松原委員 このミッシングリンクというものがないこと。ミッシングリンクは、あると思う条件は、そこが回れるだろうみたいなことになるわけでありますが、それがミッシングリンクをなくすことによって恐らく、さまざまな利便性の向上だけではなく、また利用客の増加も見込めるんだろうというふうに思っております。
 ちょっと関連してでありますが、JRの路線が第三セクター化した場合に、私の友人なんかでも、青春18きっぷが利用できなくなるというふうなことも言っているわけでありますが、これもある種ミッシングリンク、ある意味においてそこが、鉄道は走っていますが、事業主体がかわるという意味においてはミッシングリンクの一つだろうというふうに思っているわけであります。このことに関しての御所見もお伺いしたいと思います。

藤田政府参考人 御指摘のとおり、青春18きっぷにつきましては、その乗車区間はJR旅客鉄道会社全線であります。したがいまして、JRから分離して第三セクターが運営することになった路線は、基本的には対象区間から除外されるということになります。
 ただ、他方で、例えばJR九州におきましては、旅名人の九州満喫きっぷ、こういう名称がついておりますけれども、肥薩おれんじ鉄道等の第三セクターの路線を含めて九州の全鉄道事業者の普通列車に乗り放題となる、そういった企画乗車券も発売されております。
 基本的には、この企画乗車券、鉄道事業者の経営判断に基づいて決定するものでありますけれども、いろいろな創意工夫を凝らして、利用者の利便の充実を図っていただきたいと考えております。

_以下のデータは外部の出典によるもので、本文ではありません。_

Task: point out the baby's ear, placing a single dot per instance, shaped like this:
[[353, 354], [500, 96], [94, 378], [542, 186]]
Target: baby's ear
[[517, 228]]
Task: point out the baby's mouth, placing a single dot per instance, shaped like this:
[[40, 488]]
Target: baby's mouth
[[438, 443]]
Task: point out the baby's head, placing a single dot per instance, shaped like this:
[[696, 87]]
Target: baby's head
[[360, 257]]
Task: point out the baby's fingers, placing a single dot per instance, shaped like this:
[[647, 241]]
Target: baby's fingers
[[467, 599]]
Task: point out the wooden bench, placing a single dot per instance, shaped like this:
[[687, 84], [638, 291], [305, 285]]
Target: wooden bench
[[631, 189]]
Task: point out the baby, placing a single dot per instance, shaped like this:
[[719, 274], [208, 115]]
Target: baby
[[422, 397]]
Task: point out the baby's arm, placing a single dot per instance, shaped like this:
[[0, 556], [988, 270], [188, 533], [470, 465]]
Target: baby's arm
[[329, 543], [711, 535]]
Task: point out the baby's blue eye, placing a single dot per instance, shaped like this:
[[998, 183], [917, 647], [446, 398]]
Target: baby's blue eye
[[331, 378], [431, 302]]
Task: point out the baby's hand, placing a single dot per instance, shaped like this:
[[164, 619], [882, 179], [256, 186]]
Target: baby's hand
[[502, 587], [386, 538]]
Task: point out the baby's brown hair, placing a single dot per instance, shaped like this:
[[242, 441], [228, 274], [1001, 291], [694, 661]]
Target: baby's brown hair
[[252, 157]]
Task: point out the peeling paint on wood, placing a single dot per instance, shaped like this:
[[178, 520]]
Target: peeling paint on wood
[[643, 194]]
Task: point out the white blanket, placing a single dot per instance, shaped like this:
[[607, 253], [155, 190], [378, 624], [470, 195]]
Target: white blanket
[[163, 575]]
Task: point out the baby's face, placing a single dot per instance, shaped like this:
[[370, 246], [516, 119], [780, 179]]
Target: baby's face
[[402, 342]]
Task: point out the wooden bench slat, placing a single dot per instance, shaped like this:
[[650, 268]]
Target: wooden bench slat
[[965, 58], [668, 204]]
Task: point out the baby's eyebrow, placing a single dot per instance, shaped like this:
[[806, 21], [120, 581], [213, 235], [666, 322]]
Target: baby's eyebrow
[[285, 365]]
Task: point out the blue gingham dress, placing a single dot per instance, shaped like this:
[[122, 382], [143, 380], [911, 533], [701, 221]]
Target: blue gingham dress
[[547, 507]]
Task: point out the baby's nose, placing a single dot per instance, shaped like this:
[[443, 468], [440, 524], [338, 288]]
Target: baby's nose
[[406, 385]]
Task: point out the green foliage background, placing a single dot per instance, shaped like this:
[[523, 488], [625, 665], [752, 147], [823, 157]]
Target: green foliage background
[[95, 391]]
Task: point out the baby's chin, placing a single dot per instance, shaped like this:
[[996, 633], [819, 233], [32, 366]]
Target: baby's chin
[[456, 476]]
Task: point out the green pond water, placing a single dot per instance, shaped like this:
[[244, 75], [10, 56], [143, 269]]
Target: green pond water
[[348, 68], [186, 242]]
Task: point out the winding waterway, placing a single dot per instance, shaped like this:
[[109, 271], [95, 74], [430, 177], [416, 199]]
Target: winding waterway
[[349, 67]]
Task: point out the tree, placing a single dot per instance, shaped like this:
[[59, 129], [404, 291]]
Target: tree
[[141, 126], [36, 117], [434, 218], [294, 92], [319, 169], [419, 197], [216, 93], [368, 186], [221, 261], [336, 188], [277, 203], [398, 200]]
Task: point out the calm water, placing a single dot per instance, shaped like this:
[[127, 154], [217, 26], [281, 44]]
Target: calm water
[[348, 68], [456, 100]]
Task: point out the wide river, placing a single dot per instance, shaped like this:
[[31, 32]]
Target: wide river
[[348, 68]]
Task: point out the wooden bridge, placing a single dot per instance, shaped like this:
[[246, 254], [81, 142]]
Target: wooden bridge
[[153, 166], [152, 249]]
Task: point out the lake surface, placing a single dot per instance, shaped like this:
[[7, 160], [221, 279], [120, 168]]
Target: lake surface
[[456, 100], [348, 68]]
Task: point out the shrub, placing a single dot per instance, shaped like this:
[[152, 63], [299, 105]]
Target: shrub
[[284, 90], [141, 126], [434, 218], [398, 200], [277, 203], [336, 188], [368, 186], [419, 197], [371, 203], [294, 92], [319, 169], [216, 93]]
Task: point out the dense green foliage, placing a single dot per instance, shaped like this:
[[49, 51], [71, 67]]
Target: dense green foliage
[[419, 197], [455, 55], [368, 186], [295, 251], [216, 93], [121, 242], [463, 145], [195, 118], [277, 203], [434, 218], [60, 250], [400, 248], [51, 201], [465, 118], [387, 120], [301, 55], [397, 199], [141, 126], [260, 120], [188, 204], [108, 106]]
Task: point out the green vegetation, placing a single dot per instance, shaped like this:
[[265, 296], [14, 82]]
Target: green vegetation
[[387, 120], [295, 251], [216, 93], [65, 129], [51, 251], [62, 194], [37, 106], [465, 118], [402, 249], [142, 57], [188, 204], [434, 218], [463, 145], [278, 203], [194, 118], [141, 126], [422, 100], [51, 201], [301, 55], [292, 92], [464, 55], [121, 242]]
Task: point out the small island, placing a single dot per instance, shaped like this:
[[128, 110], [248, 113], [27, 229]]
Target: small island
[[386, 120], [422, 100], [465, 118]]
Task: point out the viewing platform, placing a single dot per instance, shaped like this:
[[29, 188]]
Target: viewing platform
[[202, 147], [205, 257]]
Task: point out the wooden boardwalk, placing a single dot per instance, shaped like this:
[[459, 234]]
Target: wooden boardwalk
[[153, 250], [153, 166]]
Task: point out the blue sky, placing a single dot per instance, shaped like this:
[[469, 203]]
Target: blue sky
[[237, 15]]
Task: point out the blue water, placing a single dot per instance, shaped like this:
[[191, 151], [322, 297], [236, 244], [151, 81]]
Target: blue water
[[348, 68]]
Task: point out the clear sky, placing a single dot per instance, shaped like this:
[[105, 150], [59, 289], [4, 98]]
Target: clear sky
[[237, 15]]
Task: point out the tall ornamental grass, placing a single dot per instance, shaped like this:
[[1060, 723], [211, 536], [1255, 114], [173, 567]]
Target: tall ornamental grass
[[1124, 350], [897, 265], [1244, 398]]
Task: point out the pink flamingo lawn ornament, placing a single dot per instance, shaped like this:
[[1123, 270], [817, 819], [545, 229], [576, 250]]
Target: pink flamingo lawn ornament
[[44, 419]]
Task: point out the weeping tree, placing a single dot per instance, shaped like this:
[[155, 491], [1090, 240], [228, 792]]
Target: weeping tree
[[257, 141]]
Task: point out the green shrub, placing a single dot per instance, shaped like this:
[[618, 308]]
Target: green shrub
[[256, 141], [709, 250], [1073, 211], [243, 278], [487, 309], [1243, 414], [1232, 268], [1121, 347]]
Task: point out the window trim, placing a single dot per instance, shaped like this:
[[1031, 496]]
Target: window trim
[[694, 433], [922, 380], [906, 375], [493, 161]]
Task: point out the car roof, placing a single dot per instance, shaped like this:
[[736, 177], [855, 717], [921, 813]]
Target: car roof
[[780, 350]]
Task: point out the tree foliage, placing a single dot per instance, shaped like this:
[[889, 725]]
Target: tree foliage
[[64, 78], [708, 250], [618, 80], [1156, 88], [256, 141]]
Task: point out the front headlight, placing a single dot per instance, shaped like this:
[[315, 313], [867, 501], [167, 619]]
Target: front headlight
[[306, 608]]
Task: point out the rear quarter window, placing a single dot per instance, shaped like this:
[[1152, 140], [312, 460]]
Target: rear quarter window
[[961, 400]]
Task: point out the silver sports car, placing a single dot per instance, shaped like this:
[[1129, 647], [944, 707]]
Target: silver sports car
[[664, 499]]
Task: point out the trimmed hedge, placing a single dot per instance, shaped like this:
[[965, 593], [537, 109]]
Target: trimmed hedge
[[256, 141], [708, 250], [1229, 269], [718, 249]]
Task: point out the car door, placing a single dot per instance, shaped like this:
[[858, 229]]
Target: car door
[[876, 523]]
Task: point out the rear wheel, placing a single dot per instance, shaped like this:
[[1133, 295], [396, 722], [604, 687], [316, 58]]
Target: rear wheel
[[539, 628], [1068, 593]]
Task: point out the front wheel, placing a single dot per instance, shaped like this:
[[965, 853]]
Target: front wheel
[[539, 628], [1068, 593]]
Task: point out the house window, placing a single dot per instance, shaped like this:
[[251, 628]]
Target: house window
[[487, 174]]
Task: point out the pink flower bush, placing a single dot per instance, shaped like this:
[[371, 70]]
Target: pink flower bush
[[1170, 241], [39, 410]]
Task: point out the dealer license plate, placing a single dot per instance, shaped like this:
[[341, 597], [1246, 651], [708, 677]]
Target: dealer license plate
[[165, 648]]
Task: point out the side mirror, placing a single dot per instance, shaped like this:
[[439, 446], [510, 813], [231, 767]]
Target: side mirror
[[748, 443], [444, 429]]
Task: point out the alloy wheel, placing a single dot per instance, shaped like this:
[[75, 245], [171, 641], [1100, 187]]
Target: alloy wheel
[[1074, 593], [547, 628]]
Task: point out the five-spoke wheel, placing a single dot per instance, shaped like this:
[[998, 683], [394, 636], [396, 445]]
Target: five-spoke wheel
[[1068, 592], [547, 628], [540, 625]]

松原委員 今御答弁いただきましたが、ぜひ、こういった部分の、実際、本来はJRが運営していた、しかし、いろいろな理由からその路線は、廃止されてしまうとどうしようもないわけでありますが、第三セクターに移管されるというふうなケースにおいては、ある種、それを従来どおり使えるようにすることが全体のイメージアップと、そしてお客さんといいますか顧客の底上げにもつながるというふうに考えられますので、ぜひとも、既に今、企画として、それぞれの創意工夫でということでありますが、もちろんそれはそういうことですが、国土交通省の中でもこういったものに関しては前向きに促すようにお願いしたいと思っております。御所見をお伺いします。

藤田政府参考人 原則論としましては、これはやはり鉄道会社のいわば商品でございますので、基本的には鉄道会社の経営判断で設定されるべきものだと思いますけれども、他方で、これはやはり利用者の利便性、あるいは場合によっては観光の振興、こういったいろいろな意味での意義がございますので、その辺をよく各事業者と私どもの間で相談をしながら話を進めていきたいと思っております。

松原委員 こういった上場の場合に一番懸念されるのは、今申し上げた部分の、上場後において、赤字路線がかなりあるわけでありまして、赤字路線が切り捨てられるおそれがあるということについて大変に危惧の念を持つことが多いわけであります。
 鉄道ネットワークを維持するという観点から、このことに対して、この問題に対して、そういったことはないということをどのように担保されるのかをお伺いいたしたいと思います。国土交通大臣とJR九州にお伺いいたします。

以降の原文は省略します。